Acné escoriado, una historia real
Por Humberto Costa.
Al inicio de mi práctica empecé a tratar a un joven de 20 años con un acné severo. Se llamaba Carlos, estudiaba y vivía solo con su madre. Carecía de ingresos al no tener trabajo; solo estudiaba. Esta afección le causaba una gran angustia.
Le prescribí toda la variedad de tratamientos disponibles, incluyendo Isotretinoina oral, un medicamento ahora muy conocido entre los jóvenes por producir sequedad en la cara y labios.
Un día vino a verme acompañado de una joven francesa llamada Guiselle, estudiante de antropología. Ella me dijo que había conocido a Carlos en la universidad, que estaba elaborando una tesis para comparar la efectividad de mi tratamiento con el de un curandero, y que para ello el paciente debería consultar con uno. Me habló sobre lo popular de estas terapias en los estratos C y D en Lima, y en fin, estuvimos de acuerdo en realizar la experiencia, autorizando yo la descripción de mi ficha clínica para su trabajo.
Todo esto era bastante folclórico. Pero pensé que podría servirle de placebo, aliviando su ansiedad, la que en muchos casos contribuye a empeorar el cuadro. Les pedí acompañarlos sin identificarme.
La visita fue pintoresca. Habían muchos citados y nos atendió felizmente al inicio de la tarde. Estábamos una modesta vivienda ubicada en el cono norte de la capital.

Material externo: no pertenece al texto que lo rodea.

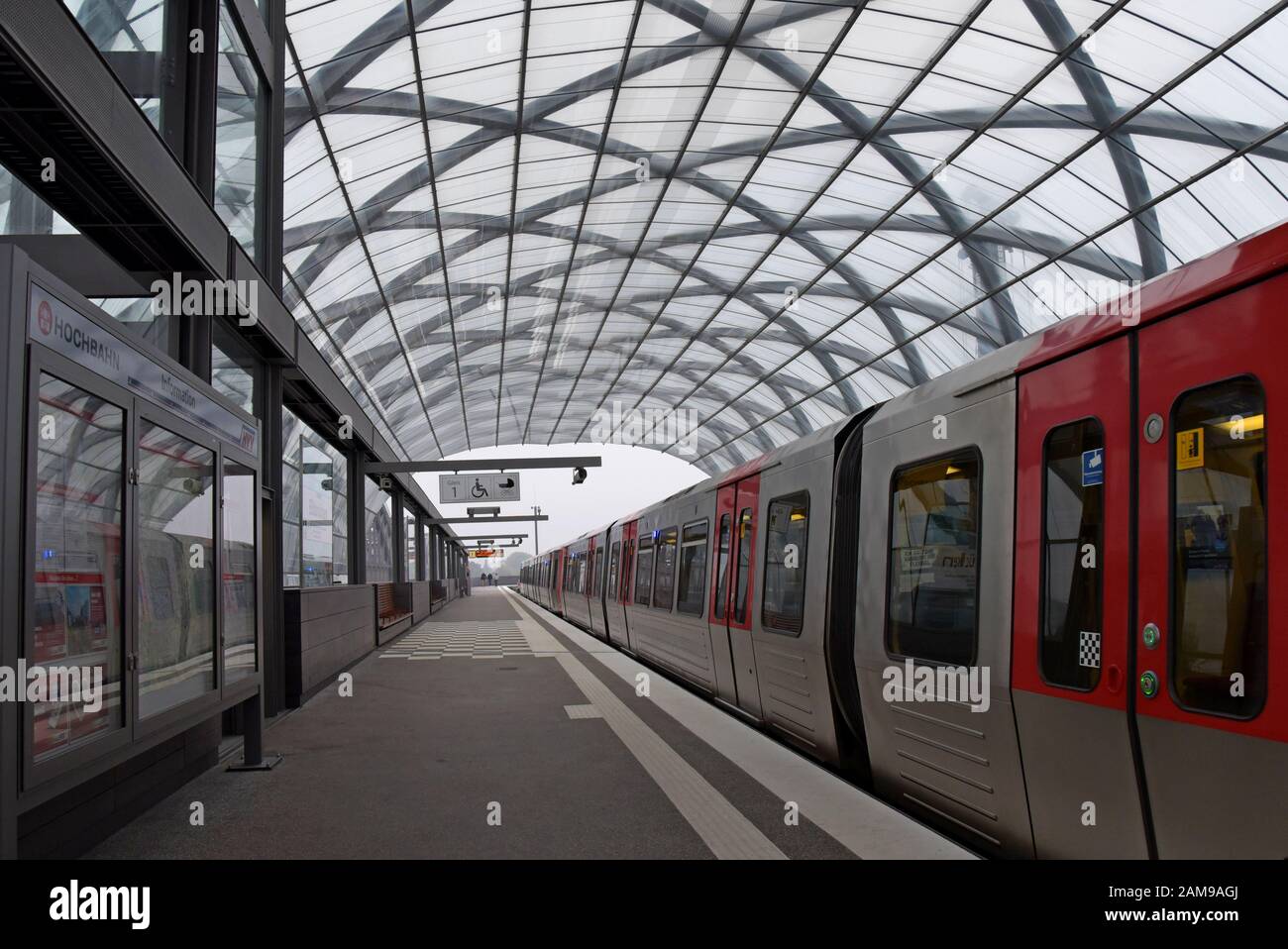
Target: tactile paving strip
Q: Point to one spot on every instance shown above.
(481, 640)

El curandero apareció abriendo una cortina floreada. Un crucifijo colgaba en su pecho, y llevaba un cuy vivo en su mano derecha. El cuy fue deslizado una y otra vez muy cerca de la cara de Carlos, acompañando a su rito frases un poco inaudibles. Luego el pobre animalito fue sacrificado en otro ambiente. Finalmente nos mostró sus vísceras, explicando que los males de Carlos estaban ahora allí, y que ya libre del maleficio, que es una enfermedad, en pocos días estaría completamente sano.
Pero no fue así. A las tres semanas el paciente volvió a mi consultorio. Las lesiones del rostro habían empeorado tanto, que ya no soportaba asistir a sus clases. Su madre lo recriminaba, y eso había despertado en él una idea fija y aterradora: eliminarla.

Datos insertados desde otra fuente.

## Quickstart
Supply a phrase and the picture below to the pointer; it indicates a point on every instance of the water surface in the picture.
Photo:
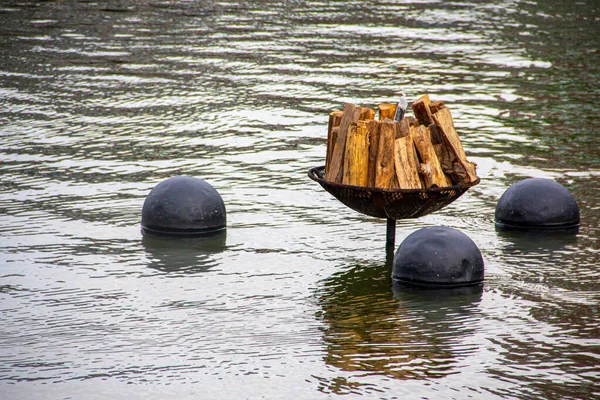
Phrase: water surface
(102, 100)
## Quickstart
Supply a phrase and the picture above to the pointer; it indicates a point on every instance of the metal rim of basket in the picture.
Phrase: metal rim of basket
(316, 174)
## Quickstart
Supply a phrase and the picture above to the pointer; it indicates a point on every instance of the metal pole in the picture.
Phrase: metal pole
(390, 237)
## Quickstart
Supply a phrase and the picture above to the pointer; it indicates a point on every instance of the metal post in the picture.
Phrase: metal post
(390, 237)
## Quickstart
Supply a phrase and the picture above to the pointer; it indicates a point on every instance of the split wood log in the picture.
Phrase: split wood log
(335, 171)
(406, 163)
(356, 159)
(373, 127)
(430, 168)
(412, 121)
(461, 171)
(334, 121)
(422, 111)
(386, 110)
(385, 176)
(436, 135)
(402, 128)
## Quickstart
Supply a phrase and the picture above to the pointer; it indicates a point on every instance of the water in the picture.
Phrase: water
(102, 100)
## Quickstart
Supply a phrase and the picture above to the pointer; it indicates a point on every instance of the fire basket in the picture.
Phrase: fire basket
(392, 204)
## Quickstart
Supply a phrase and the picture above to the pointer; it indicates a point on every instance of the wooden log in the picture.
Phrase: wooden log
(436, 135)
(406, 163)
(462, 170)
(422, 111)
(446, 158)
(367, 113)
(335, 171)
(385, 176)
(356, 159)
(430, 168)
(334, 121)
(386, 110)
(412, 121)
(373, 127)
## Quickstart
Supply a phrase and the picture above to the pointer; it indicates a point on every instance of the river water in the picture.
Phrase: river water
(102, 100)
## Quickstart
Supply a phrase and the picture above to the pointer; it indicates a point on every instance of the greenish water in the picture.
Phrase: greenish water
(102, 100)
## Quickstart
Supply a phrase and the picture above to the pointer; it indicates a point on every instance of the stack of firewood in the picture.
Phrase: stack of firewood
(423, 151)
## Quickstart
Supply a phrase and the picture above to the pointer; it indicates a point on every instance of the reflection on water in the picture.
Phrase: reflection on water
(404, 333)
(101, 100)
(181, 254)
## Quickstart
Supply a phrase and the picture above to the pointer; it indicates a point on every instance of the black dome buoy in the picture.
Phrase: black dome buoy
(183, 206)
(537, 204)
(438, 257)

Conversamos bastante. Le expliqué que debíamos consultar urgentemente con un psiquiatra. Felizmente estuvo de acuerdo. Hablé por teléfono con un amigo, y procedimos a internarlo en una clínica privada. Allí fue sometido a una “cura de sueño” durante cuatro semanas. Se mantuvo todo ese tiempo somnoliento por la administración de tres medicinas. Podía ingerir alimentos e ir al baño; el resto de horas, dormía.

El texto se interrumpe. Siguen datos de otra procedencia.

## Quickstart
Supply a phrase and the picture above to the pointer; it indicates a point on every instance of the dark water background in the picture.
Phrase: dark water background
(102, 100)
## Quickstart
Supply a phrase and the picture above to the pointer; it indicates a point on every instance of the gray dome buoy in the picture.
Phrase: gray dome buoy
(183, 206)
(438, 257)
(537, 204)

Al término de la cura, Carlos nos dijo que la terrible idea había desaparecido, que ahora adoraba a su madre. Las lesiones de la cara habían mejorado también notablemente. ¿Cuál era la explicación?
La angustia del paciente hacía que en las noches presionase las lesiones con sus dedos, con lo cual el acné empeoraba a pesar de los tratamientos. Pero al estar somnoliento, las lesiones sanaron. Guiselle había viajado ya a Francia y creo que nunca se enteró del final de esta historia. Por supuesto, el paciente tuvo que continuar su tratamiento psiquiátrico ambulatoriamente por largo tiempo. En todo caso, la tesis de Guiselle fue desde el inicio un estudio mal planteado.